This vignette describes the functionality of datefixR
in more detail than the README file. DatefixR
is a lightweight package consisting of two main user-accessible functions, fix_date_char()
and fix_date_df()
, which converts dates written in different formats into R’s built-in Date
class. The former is designed to modify character vectors whilst the latter is intended for modifying columns of a data frame (or tibble). fix_date_app()
is a third function which allows dates to be standardized via a Shiny app interface. You can learn more about the Shiny app in its dedicated vignette.

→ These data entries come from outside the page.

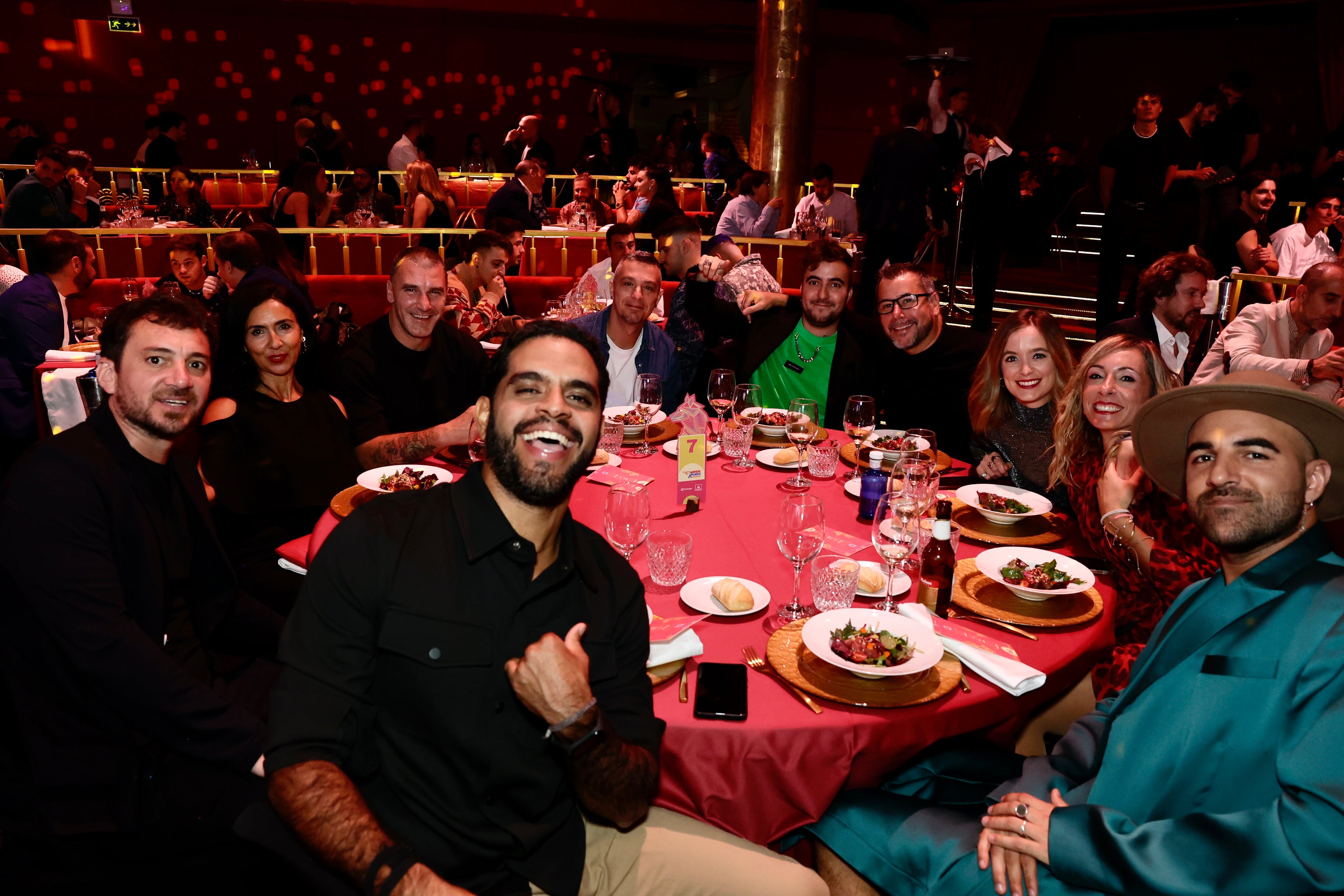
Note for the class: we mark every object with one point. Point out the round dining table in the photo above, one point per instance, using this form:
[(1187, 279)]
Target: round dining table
[(784, 765)]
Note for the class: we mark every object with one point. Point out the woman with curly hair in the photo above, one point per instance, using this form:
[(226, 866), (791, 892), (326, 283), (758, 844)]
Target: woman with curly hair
[(1147, 535)]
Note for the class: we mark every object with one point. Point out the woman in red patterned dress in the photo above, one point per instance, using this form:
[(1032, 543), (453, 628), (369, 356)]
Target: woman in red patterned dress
[(1147, 535)]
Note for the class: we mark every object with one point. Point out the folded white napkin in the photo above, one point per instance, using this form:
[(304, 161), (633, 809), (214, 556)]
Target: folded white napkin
[(1012, 676)]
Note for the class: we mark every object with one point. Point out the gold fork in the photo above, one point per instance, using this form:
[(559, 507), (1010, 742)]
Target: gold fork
[(749, 655)]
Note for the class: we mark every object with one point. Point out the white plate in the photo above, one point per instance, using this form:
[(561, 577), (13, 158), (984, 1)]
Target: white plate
[(816, 636), (671, 448), (773, 432), (369, 479), (768, 459), (697, 596), (1038, 503), (990, 562), (636, 429)]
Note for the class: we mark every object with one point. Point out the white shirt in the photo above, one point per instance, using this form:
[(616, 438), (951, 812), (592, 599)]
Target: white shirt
[(1175, 347), (620, 367), (1296, 253), (840, 206)]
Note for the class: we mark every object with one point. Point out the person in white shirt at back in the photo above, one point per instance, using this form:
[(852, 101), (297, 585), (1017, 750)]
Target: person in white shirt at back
[(1302, 245)]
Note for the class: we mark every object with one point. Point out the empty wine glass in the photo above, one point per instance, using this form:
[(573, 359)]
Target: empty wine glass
[(722, 386), (896, 536), (802, 429), (648, 399), (803, 528), (627, 518), (861, 418)]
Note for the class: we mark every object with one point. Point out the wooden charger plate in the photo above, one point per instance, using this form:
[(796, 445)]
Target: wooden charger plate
[(975, 592), (800, 667), (847, 453), (1034, 531)]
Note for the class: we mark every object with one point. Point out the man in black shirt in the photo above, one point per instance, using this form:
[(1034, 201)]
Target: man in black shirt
[(464, 694), (929, 378), (410, 381), (1136, 167)]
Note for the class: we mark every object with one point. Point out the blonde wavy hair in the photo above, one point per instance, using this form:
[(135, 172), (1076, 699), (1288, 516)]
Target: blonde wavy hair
[(1074, 436)]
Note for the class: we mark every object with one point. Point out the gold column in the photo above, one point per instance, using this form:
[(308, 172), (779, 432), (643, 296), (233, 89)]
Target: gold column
[(781, 96)]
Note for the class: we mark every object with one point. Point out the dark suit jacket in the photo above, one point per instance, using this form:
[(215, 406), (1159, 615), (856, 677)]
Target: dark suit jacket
[(861, 344), (512, 201), (896, 185), (30, 324), (1144, 327), (92, 700)]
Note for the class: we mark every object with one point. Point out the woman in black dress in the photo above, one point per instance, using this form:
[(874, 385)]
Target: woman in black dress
[(273, 453)]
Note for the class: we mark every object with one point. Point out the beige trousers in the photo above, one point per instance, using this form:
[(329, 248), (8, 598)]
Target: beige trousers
[(671, 855)]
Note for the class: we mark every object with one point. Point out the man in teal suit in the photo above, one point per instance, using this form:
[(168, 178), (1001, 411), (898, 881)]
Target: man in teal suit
[(1218, 769)]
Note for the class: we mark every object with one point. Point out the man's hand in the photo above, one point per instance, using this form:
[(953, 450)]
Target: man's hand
[(1011, 846), (552, 676)]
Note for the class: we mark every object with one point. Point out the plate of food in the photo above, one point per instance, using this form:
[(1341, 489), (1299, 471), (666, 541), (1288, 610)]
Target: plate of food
[(404, 477), (725, 597), (773, 422), (627, 414), (871, 644), (1034, 574), (1004, 504)]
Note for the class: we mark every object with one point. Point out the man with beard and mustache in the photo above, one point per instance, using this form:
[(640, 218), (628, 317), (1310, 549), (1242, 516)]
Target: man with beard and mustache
[(929, 379), (464, 706), (812, 347), (1171, 304), (135, 694), (1217, 769)]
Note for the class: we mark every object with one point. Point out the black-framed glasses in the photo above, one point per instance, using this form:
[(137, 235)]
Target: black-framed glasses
[(906, 303)]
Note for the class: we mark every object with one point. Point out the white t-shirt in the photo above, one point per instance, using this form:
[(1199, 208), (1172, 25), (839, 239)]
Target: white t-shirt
[(620, 367)]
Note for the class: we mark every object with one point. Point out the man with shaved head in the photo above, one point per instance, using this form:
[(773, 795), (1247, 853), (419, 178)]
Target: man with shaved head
[(1291, 339)]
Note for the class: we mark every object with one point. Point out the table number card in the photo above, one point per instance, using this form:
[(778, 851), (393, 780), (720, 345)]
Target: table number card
[(690, 468)]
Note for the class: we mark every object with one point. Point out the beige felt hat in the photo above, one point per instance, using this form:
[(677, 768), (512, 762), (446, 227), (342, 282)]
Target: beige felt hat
[(1164, 421)]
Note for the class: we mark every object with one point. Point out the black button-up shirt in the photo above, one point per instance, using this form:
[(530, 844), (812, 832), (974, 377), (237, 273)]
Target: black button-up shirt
[(394, 671)]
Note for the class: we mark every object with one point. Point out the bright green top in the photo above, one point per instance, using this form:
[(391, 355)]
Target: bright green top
[(780, 385)]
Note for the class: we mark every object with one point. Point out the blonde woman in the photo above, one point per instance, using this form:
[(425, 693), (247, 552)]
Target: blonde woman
[(1012, 402), (1147, 536)]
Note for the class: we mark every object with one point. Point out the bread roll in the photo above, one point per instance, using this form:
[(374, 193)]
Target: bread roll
[(733, 596)]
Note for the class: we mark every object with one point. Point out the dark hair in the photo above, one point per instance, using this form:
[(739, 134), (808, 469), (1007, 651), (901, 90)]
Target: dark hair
[(160, 308), (1159, 280), (826, 251), (54, 251), (240, 249), (1249, 181), (236, 366), (483, 241), (537, 330)]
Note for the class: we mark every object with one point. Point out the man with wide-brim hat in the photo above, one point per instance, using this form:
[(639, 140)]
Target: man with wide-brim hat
[(1217, 770)]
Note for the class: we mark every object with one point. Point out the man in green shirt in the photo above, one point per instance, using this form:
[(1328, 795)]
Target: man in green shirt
[(809, 347)]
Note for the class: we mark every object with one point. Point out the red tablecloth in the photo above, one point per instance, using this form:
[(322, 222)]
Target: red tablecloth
[(781, 767)]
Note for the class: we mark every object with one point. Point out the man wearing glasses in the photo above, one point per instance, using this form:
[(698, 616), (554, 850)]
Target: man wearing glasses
[(941, 359)]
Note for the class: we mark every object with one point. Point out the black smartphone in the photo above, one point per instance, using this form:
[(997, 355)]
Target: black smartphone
[(721, 691)]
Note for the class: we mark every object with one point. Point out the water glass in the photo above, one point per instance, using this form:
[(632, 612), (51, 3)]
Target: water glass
[(822, 460), (670, 557), (835, 581)]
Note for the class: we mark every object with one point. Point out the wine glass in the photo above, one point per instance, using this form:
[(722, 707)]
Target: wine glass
[(896, 536), (648, 399), (802, 428), (861, 418), (746, 412), (803, 528), (722, 386), (627, 518)]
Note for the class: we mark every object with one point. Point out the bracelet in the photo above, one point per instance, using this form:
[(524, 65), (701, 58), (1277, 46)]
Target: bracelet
[(566, 723)]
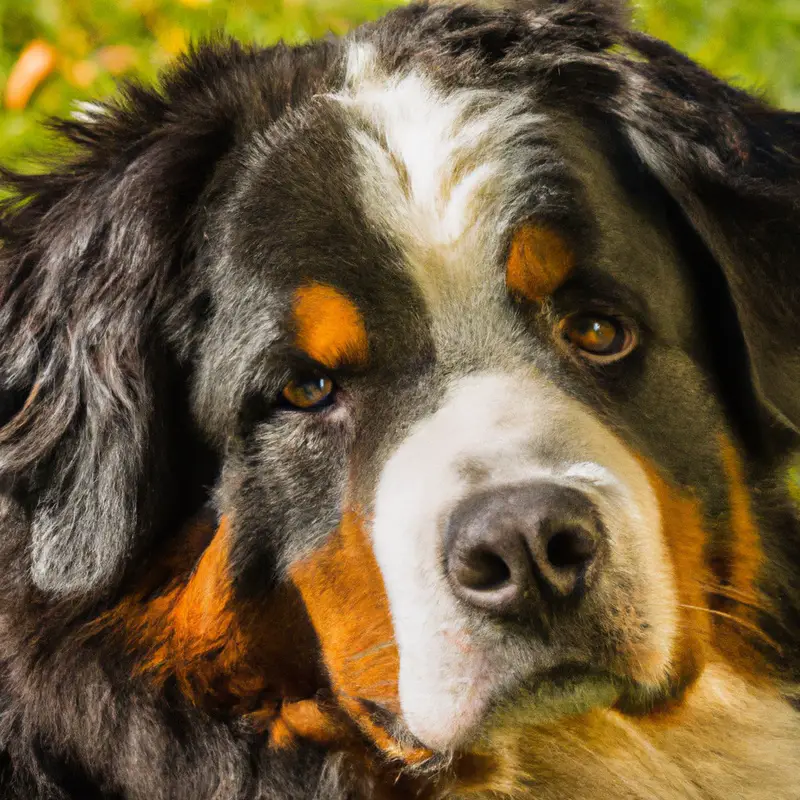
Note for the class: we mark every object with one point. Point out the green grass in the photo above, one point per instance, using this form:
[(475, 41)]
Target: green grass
[(754, 43)]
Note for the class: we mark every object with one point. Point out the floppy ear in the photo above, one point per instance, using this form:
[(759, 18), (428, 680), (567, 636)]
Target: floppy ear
[(733, 165), (92, 255)]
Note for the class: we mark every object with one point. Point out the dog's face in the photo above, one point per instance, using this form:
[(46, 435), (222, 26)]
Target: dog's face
[(480, 396), (463, 367)]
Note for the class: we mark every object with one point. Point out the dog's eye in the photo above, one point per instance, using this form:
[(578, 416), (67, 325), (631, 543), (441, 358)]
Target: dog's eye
[(599, 337), (308, 394)]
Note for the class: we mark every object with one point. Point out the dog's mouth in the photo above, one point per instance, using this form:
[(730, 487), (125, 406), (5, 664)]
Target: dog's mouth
[(537, 700)]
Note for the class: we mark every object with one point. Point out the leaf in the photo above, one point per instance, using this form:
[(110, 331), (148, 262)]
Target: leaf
[(34, 64)]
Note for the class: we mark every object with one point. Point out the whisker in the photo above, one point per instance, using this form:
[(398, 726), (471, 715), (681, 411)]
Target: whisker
[(737, 595), (369, 651), (737, 621)]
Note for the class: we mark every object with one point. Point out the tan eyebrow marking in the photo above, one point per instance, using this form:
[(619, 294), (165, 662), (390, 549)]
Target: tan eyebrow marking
[(539, 261), (329, 327)]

Practically, this package is most useful when handling date data which has been supplied via text boxes (instead of a date-specific input with a consistent date format). However, this package may also be useful to validate the format of date data (see date and month imputation).
Usage
Date standardization
Firstly, we will demonstrate date standardization without imputation. We consider a data frame with two columns of dates in differing formats with no missing data.
bad.dates <- data.frame(
id = seq(5),
some.dates = c(
"02/05/92",
"01-04-2020",
"1996/05/01",
"2020-05-01",
"02-04-96"
),
some.more.dates = c(
"01 03 2015",
"2nd January 2010",
"01/05/1990",
"03-Dec-2012",
"02 April 2020"
)
)
knitr::kable(bad.dates)
id | some.dates | some.more.dates |
---|---|---|
1 | 02/05/92 | 01 03 2015 |
2 | 01-04-2020 | 2nd January 2010 |
3 | 1996/05/01 | 01/05/1990 |
4 | 2020-05-01 | 03-Dec-2012 |
5 | 02-04-96 | 02 April 2020 |
fix_date_df()
requires two arguments, df
, a data frame (or tibble) object and col.names
, a character vector containing the names of columns to be standardized. By default, the first column of the data frame is assumed to contain row IDs. These IDs are used if a warning or error is raised to assist the user with locating the source of the error. The ID column can also be manually provided via the id
argument.
The output from this function is a data frame or tibble (dependent on the object type of the the first argument, df
) with the selected date columns now standardized and belonging to the Date
class.
fixed.dates <- fix_date_df(
bad.dates,
c("some.dates", "some.more.dates")
)
knitr::kable(fixed.dates)
id | some.dates | some.more.dates |
---|---|---|
1 | 1992-05-02 | 2015-03-01 |
2 | 2020-04-01 | 2010-01-02 |
3 | 1996-05-01 | 1990-05-01 |
4 | 2020-05-01 | 2012-12-03 |
5 | 1996-04-02 | 2020-04-02 |
datefixR
can handle many different formats including -, /, ., or white space separation, year-first or day-first, and month supplied as a number, an abbreviation or full length name.
fix_date_char()
is similar to fix_date_df()
but only applies to a single character object.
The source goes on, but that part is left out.